The Higher Regional Court of Cologne must now examine whether the offering of the Tagesschau app in its version of 15 June 2011 is to be categorised as “press-like”. It is not individual items that will matter, but whether all items not related to a specific broadcast program are press-like in their totality. This is to be assumed if a significant majority of the piece consists of text.

ARD has no legal standing

With regard to ARD, the Federal Court of Justice rejected the complaint as impermissible because ARD is merely an association of broadcasters, which as such lacks legal capacity and thus cannot be sued.
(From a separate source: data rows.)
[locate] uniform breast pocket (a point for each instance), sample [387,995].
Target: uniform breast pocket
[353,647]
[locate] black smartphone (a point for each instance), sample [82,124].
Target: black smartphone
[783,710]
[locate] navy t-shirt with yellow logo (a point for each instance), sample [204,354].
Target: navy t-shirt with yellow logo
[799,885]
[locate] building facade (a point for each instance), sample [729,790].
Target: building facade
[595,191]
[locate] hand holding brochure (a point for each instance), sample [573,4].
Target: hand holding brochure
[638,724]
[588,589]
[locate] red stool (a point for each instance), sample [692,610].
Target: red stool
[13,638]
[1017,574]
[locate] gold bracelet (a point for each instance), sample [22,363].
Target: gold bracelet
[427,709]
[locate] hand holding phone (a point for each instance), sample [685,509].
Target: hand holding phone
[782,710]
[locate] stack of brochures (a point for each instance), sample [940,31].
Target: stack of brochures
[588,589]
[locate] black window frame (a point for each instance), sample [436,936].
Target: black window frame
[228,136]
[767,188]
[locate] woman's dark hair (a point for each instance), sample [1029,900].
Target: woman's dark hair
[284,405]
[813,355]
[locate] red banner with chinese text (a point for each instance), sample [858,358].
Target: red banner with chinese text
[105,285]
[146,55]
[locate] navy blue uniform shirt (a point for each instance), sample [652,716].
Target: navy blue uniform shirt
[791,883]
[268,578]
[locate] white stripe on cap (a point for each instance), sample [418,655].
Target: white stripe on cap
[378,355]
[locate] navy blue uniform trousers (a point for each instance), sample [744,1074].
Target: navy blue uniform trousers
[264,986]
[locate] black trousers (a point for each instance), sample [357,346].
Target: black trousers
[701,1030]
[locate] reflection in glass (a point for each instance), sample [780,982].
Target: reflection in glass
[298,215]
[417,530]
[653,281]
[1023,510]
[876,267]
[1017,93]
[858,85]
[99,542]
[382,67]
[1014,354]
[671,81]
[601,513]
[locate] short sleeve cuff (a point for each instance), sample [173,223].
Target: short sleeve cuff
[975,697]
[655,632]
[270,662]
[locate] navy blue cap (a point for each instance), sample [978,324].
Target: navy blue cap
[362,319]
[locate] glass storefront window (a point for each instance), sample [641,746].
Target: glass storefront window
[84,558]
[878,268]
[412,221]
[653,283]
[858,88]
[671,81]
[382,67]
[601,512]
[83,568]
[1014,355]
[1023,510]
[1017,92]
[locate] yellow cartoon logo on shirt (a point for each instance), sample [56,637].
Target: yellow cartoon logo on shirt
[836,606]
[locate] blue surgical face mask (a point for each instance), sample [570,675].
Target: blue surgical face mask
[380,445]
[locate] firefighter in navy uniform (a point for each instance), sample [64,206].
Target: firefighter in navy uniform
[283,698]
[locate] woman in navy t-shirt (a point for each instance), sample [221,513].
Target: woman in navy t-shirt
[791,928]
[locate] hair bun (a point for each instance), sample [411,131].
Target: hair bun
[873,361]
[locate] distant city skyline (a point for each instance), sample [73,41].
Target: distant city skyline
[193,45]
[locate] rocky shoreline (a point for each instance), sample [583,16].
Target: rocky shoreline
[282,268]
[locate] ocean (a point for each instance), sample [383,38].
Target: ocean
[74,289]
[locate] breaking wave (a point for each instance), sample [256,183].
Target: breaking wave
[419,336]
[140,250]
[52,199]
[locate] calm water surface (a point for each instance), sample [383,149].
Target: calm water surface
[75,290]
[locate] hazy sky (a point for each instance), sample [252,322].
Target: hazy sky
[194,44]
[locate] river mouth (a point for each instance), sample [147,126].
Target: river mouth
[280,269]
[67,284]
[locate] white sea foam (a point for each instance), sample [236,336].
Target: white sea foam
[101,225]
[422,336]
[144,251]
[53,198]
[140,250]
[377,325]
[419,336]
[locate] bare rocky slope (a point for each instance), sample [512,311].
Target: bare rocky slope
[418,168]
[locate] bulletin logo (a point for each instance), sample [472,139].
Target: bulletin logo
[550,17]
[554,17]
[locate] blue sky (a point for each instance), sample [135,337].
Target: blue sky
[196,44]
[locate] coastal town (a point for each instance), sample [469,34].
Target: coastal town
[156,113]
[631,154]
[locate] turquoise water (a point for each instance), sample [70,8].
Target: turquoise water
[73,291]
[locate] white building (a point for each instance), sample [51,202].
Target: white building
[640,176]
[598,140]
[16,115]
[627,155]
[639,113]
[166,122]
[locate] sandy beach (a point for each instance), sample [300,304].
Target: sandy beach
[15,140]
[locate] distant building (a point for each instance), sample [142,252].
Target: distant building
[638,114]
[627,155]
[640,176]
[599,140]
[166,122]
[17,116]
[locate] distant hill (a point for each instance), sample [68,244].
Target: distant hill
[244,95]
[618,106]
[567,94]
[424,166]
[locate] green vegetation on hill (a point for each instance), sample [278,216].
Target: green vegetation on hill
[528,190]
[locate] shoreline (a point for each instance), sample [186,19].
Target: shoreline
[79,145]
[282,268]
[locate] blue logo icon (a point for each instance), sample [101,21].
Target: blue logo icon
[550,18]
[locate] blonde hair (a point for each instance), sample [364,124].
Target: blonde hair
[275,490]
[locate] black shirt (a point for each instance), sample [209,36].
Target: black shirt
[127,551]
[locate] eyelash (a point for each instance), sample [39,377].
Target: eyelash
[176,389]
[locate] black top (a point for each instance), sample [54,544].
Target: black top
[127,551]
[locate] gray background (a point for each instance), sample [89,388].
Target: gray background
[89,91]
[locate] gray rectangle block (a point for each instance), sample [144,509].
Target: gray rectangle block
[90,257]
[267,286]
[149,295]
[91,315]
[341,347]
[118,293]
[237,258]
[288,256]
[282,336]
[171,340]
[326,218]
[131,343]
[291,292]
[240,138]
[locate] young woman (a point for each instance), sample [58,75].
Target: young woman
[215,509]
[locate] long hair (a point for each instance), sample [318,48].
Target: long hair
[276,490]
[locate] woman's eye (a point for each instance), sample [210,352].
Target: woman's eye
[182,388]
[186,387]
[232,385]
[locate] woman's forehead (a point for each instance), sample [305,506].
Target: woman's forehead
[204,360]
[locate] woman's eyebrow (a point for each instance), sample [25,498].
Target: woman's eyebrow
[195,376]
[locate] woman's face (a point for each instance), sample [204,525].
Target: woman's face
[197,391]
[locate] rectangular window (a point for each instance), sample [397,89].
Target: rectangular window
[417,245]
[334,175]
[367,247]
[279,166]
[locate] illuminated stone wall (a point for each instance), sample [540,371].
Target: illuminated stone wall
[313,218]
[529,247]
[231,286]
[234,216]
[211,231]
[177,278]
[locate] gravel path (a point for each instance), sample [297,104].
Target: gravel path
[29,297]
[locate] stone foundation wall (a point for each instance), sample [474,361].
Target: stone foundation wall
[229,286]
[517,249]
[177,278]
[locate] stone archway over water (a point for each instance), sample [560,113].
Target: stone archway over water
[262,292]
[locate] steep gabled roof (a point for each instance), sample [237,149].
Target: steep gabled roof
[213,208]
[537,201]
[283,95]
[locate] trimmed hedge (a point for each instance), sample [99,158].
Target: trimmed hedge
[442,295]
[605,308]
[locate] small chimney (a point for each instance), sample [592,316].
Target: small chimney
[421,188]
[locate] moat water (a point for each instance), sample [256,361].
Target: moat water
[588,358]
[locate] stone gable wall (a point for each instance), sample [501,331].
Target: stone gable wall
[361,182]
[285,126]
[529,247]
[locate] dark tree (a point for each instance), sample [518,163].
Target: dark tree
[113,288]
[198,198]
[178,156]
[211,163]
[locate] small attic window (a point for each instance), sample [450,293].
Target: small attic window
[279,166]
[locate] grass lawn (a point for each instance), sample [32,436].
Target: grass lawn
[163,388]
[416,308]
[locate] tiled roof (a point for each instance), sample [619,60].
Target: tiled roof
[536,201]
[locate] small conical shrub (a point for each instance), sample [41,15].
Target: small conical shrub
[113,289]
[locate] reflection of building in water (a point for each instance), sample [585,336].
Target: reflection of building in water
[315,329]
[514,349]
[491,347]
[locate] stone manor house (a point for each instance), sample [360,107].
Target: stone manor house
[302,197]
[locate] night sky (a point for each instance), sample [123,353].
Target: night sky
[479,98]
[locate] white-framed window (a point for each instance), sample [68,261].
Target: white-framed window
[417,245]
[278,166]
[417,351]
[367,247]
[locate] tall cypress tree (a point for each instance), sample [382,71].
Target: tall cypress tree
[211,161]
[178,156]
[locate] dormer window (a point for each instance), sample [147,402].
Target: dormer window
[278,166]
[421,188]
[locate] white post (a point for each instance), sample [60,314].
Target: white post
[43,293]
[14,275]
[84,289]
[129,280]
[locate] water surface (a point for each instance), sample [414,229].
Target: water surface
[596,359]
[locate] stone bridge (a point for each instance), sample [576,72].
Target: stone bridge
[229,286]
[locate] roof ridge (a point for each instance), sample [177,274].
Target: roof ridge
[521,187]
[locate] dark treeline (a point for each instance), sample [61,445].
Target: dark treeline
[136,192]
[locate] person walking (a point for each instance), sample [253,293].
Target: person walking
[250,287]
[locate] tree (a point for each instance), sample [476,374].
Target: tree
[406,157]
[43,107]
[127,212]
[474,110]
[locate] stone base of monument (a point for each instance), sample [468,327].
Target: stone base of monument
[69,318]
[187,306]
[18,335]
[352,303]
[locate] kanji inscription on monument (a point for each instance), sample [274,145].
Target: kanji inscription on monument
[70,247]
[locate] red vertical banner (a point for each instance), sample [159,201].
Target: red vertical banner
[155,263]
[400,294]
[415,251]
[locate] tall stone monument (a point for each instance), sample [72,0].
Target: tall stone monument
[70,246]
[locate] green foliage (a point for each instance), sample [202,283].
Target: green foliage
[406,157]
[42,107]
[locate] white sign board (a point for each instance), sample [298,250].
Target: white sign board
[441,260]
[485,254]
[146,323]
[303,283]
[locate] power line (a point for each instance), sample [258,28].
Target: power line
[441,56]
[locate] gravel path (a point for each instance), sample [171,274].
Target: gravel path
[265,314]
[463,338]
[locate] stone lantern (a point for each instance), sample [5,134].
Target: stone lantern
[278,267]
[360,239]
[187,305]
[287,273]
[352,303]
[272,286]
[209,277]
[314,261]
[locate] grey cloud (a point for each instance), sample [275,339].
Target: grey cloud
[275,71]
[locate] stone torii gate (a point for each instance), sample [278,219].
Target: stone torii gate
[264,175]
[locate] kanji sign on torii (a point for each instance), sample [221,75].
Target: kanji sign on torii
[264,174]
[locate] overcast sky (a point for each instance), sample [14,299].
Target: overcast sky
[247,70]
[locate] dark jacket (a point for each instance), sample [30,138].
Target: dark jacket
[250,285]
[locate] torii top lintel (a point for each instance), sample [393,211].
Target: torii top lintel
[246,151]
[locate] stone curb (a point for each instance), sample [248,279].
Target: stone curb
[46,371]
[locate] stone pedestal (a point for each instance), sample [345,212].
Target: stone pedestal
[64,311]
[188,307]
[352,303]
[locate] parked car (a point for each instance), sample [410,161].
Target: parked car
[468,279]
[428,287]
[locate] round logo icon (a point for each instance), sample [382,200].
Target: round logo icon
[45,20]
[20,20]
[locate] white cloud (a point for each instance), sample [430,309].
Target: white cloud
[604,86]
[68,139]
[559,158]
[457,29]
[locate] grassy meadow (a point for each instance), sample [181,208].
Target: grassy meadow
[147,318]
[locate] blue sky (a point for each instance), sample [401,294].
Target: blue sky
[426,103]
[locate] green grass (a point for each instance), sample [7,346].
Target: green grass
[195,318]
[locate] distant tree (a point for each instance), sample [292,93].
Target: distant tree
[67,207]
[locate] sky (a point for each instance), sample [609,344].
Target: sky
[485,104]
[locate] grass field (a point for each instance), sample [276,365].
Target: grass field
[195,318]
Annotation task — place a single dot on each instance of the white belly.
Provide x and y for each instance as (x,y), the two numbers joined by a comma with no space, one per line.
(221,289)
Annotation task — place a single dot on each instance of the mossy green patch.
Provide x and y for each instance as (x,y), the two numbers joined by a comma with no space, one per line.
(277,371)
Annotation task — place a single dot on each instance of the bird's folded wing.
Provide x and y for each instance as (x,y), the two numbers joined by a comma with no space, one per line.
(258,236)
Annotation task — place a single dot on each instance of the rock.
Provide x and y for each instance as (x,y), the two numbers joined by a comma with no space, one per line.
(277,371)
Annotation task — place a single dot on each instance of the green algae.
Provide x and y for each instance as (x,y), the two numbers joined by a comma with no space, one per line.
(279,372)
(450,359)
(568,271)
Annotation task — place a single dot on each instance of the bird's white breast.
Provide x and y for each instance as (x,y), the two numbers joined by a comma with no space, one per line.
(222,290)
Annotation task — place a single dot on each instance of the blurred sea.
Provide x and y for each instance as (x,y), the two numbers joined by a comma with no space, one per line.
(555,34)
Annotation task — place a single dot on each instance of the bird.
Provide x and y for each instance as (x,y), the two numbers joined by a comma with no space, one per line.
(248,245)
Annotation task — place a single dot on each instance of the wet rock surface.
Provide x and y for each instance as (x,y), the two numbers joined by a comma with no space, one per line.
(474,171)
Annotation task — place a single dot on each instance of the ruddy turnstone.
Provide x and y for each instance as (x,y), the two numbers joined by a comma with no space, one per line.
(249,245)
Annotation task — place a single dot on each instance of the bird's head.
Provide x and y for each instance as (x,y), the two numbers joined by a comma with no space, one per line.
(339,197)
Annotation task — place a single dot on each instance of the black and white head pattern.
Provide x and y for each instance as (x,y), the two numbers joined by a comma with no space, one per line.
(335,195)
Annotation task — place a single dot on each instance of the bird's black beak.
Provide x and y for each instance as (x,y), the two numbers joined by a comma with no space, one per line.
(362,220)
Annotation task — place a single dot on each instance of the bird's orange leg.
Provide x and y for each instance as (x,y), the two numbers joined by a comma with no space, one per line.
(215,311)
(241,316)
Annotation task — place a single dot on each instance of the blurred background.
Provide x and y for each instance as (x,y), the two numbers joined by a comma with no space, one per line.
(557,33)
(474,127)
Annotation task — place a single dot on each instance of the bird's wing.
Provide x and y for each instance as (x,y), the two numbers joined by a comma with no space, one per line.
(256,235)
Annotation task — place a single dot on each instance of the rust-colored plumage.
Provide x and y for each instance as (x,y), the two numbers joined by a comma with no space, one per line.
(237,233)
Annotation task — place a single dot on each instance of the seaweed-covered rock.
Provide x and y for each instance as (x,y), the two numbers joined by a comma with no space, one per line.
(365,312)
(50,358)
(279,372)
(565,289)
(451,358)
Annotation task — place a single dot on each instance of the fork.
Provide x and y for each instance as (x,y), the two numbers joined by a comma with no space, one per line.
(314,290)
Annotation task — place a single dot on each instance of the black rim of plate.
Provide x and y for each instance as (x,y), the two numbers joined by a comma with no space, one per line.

Partial victory for the newspaper publishers

The Federal Court of Justice‘s decision represents a partial victory of the newspaper publishers against the online activities of the public broadcasting corporations. The newspaper publishing houses have been attempting for years to curb the broadcasting fee-funded online activities of the public broadcasters.

Conclusion

The First Civil Senate of the Federal Court of Justice, responsible for competition law cases, has issued a decision on broadcast law. The decision is convincing in terms of its reasoning  from a competition law perspective, but deviates in two respects from the view prevailing in the literature which considers the approval of a telemedia concept by the relevant legal supervisory authority to have legally binding effect. In addition, provisions of the Interstate Broadcasting Treaty precisely laying out the scope of the mandate of public broadcasters have previously been understood to be mere market access regulations which cannot establish a basis for claims for injunctive relief arising under competition law. If the Higher Regional Court of Cologne, on the basis of the available screenshots, judges the specific offering of the Tagesschau app of 15 June 2011 as excessively text-heavy and thus press-like, one cannot rule out the possibility that the Federal Constitutional Court may also wish to put in their two cents’ worth; in the past, the Court has generally been friendly territory for Germany‘s public broadcasting corporations.